I’ll admit it, I was nervous about the fair. Drinking Italian wine may be my favorite thing to do, but four jet-lagged days of wine tasting in a convention center outside of Verona sounded grueling. When I told people that this would be my first time attending Vinitaly, I was warned to take it slow, find comfy couches to nap in, and not to be afraid to skip a day.
How wrong they all were.
I had enough energy to have stayed for two weeks. I was at the fair every day from ten in the morning until five in the evening. Vinitaly is the world’s largest wine festival, featuring wines from over four thousand Italian wineries. The fair grounds were like an airport, with every hangar dedicated to a different region of Italy. I got to saunter through Sicily, tasting Etna Bianco and Cerasuolo di Vittoria, then stroll over to Campania and sip dozens of expressions of Taurasi. If you really want to understand a wine, a region, or a grape, you have to taste it over and over again. At Vinitaly, that’s exactly what you get to do.
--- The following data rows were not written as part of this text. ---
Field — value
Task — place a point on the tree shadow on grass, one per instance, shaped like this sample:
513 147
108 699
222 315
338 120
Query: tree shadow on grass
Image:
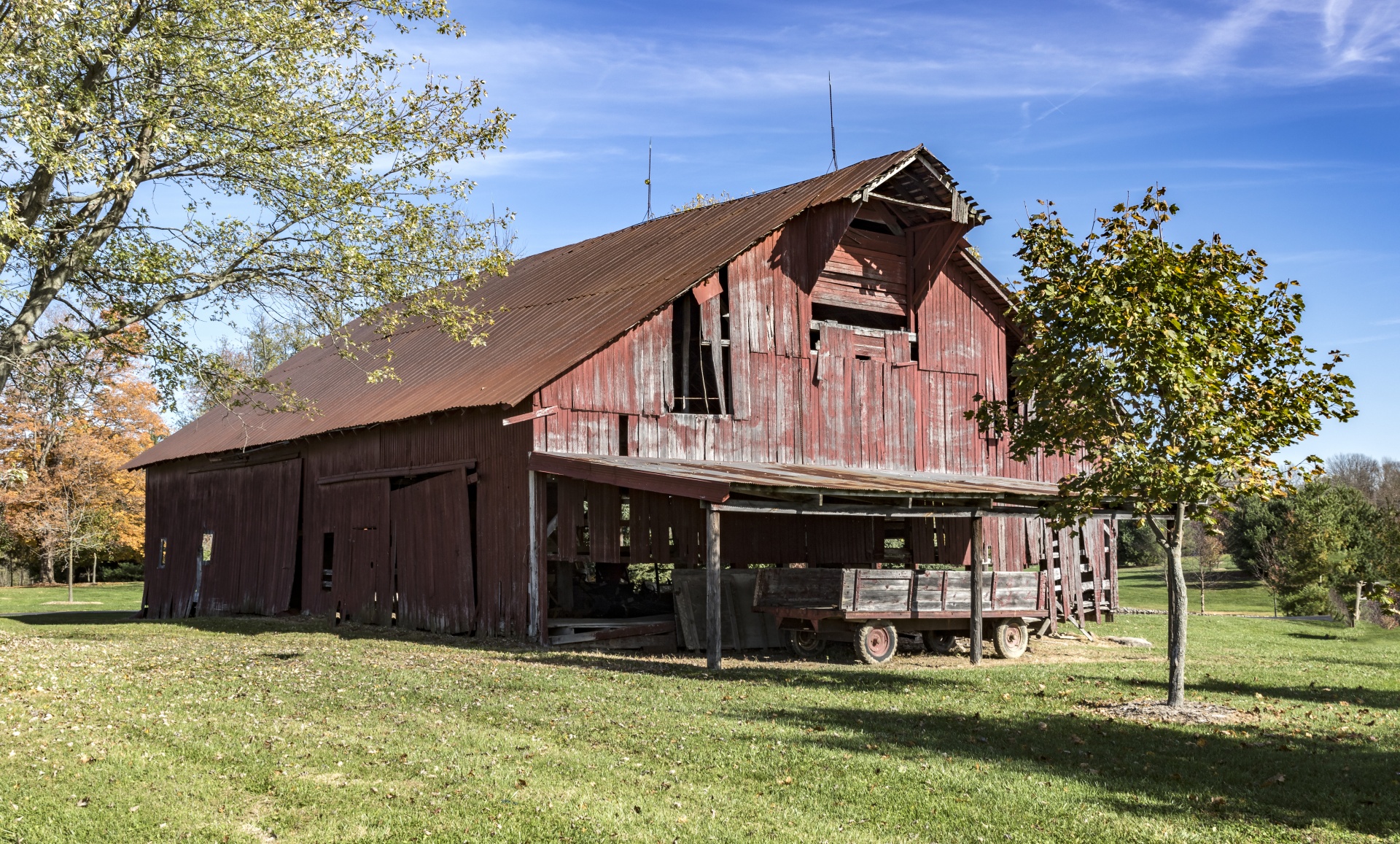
73 618
1150 770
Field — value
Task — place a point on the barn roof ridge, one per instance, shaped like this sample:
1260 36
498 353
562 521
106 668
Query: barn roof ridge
553 309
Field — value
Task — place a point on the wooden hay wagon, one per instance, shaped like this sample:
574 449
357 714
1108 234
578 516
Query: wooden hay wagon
871 606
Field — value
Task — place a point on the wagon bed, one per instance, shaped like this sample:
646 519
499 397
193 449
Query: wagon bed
858 594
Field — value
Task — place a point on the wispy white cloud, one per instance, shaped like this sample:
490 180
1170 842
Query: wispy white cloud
1014 52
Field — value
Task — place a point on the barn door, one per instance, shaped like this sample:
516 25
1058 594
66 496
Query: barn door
432 524
370 577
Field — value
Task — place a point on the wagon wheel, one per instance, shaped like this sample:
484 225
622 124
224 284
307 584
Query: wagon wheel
940 641
1010 638
876 643
806 643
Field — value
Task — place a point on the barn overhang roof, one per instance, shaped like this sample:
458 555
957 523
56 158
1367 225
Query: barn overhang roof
777 487
558 309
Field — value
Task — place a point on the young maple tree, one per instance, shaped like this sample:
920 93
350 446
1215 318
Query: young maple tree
170 160
1173 373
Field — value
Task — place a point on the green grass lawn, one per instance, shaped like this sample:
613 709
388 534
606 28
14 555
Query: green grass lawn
238 729
1231 591
88 597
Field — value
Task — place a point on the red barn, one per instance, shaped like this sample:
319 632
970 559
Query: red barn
798 361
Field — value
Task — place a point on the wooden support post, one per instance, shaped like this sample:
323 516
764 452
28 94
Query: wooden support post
534 591
712 589
979 553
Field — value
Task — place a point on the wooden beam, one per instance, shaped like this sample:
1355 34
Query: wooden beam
979 553
537 413
913 205
633 479
397 472
537 570
712 589
222 464
925 276
858 510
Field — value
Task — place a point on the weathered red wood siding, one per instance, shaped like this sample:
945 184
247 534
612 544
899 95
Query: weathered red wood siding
860 399
255 514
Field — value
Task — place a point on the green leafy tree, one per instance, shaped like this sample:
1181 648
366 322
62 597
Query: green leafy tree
163 160
1173 373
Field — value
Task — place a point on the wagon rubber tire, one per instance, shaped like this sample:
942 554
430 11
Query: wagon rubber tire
940 641
876 643
1010 638
806 644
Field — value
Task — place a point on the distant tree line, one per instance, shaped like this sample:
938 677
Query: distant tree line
69 420
1313 545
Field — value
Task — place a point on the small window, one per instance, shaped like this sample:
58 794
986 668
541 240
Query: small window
328 559
700 349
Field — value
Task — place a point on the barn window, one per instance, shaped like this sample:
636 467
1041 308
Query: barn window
328 557
700 347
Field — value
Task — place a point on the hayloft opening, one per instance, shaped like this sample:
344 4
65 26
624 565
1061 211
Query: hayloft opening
700 347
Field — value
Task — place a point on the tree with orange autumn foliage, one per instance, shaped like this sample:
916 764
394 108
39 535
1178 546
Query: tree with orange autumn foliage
69 420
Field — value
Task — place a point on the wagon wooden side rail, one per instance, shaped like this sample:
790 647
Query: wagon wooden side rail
871 606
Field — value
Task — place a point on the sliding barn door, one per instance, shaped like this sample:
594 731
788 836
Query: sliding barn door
432 524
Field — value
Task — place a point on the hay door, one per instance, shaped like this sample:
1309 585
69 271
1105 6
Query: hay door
432 524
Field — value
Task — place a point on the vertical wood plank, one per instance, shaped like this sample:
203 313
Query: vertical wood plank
712 583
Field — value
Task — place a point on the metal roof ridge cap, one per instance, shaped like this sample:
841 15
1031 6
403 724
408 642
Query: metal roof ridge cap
890 174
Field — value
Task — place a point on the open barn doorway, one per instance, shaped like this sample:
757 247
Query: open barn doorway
430 578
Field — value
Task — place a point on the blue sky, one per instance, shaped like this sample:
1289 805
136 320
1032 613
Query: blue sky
1272 122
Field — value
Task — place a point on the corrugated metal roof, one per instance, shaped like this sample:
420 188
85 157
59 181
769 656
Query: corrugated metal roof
716 481
559 307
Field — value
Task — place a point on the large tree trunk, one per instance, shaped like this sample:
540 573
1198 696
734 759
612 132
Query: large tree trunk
1176 611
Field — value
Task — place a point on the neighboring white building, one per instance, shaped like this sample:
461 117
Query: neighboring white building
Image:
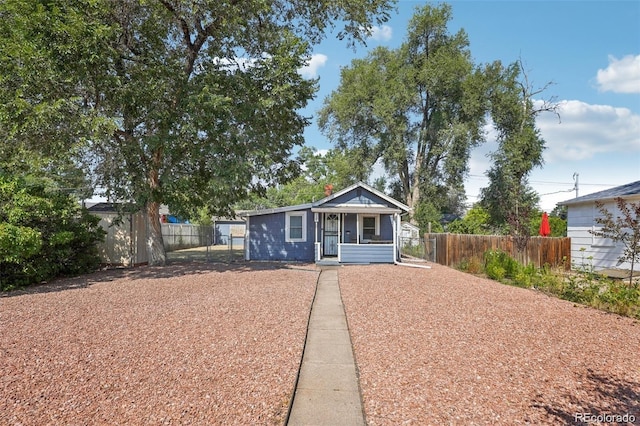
587 249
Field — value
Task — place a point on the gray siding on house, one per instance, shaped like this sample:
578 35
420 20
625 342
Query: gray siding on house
225 228
267 239
367 253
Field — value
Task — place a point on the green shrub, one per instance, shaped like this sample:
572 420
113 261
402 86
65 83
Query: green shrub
43 234
498 265
471 266
585 286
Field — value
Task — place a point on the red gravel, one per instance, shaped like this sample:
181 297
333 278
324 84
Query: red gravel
437 346
187 344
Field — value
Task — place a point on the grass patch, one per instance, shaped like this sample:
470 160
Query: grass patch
582 285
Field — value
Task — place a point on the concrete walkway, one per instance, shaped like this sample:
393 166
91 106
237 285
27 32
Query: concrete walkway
328 392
Tasting through the different regions of Italy, one might expect to be blown away by how different all the wines from different places tasted, but in reality, one thing that really struck me were the similarities. High alcohol, overly extracted, fruity, oak bombs were as much a reality in wines from Puglia—known for bigger, fruitier wines—as they were in wines from regions typically known for making wines with finesse, like Sicily. This is all part of a decades-long trend of making wines that appeal to an “international palate,” that is, wines that taste like they were made in California. Big and fruity wines sell, so many winemakers have forgone their traditional techniques to cater to the international market.
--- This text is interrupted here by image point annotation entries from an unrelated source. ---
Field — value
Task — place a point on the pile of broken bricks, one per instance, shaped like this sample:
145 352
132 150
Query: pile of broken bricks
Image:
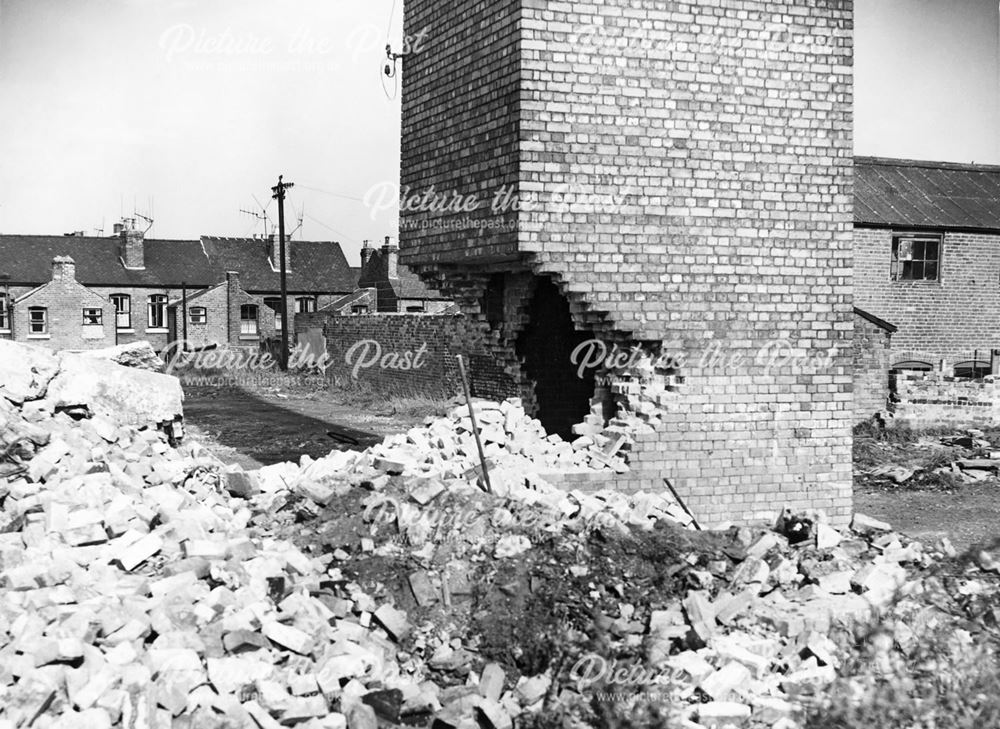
144 584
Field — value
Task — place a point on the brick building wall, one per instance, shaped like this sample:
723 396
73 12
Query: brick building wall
685 178
63 301
221 323
952 318
430 342
872 355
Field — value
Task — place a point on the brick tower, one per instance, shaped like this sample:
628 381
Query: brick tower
674 178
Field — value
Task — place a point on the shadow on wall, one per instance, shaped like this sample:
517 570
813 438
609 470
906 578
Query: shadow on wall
546 346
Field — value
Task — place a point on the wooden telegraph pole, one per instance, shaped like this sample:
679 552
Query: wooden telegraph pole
279 195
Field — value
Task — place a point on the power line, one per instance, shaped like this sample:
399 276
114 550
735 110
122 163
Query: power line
328 192
331 228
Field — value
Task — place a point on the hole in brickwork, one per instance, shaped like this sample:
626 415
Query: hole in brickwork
546 346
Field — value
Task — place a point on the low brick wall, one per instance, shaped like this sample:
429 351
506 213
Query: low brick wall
409 354
931 399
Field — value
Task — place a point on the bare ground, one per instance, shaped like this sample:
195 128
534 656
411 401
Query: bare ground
261 428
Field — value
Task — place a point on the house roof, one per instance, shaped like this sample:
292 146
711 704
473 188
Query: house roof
316 266
407 286
349 299
912 193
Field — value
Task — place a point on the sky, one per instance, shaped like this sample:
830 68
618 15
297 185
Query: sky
186 111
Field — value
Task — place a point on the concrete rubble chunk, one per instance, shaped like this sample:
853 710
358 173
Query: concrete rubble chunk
144 584
862 523
138 355
25 371
731 677
128 396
That’s what made it so refreshing to visit some of Sotto’s favorite producers and find that they stood out from the over-extracted crowd. Sotto has always featured wines that taste like the traditional wines from their region. Frappato from Sicily should be light and lithe, with notes of smokey strawberry and red flowers. Taurasi should have leather and tar, subtle black fruit, and bright acidity. While more and more wines are moving away from those traditional styles, there are plenty of winemakers keeping tradition alive, and I was thrilled to learn how many of those winemakers are on Sotto’s list.
Our wine director, Jeremy Parzen, has been featuring wholesome wines from day one. Wines that don’t use chemical fertilizers or pesticides, only use native yeasts, and don’t manipulate the winemaking process with the overuse of chemicals. Tasting Taurasi producers like Struzziero and Boccella, staples of the Sotto wine list, it becomes obvious that these wines are not pandering to the commercial trends of the decade. They are maintaining their integrity and creating wines in the same style as the previous generations. While the fickle trends of today move on to something new and shiny, there will still be stalwarts of tradition making classic wines that taste the way they ought to taste.
Thank you to those winemakers who still hold on to the classic traditions, thank you to Sotto and Jeremy for fostering a place in L.A. to drink those wines, and thank you to Vinitaly for giving me an opportunity to taste the terroirs of Italy.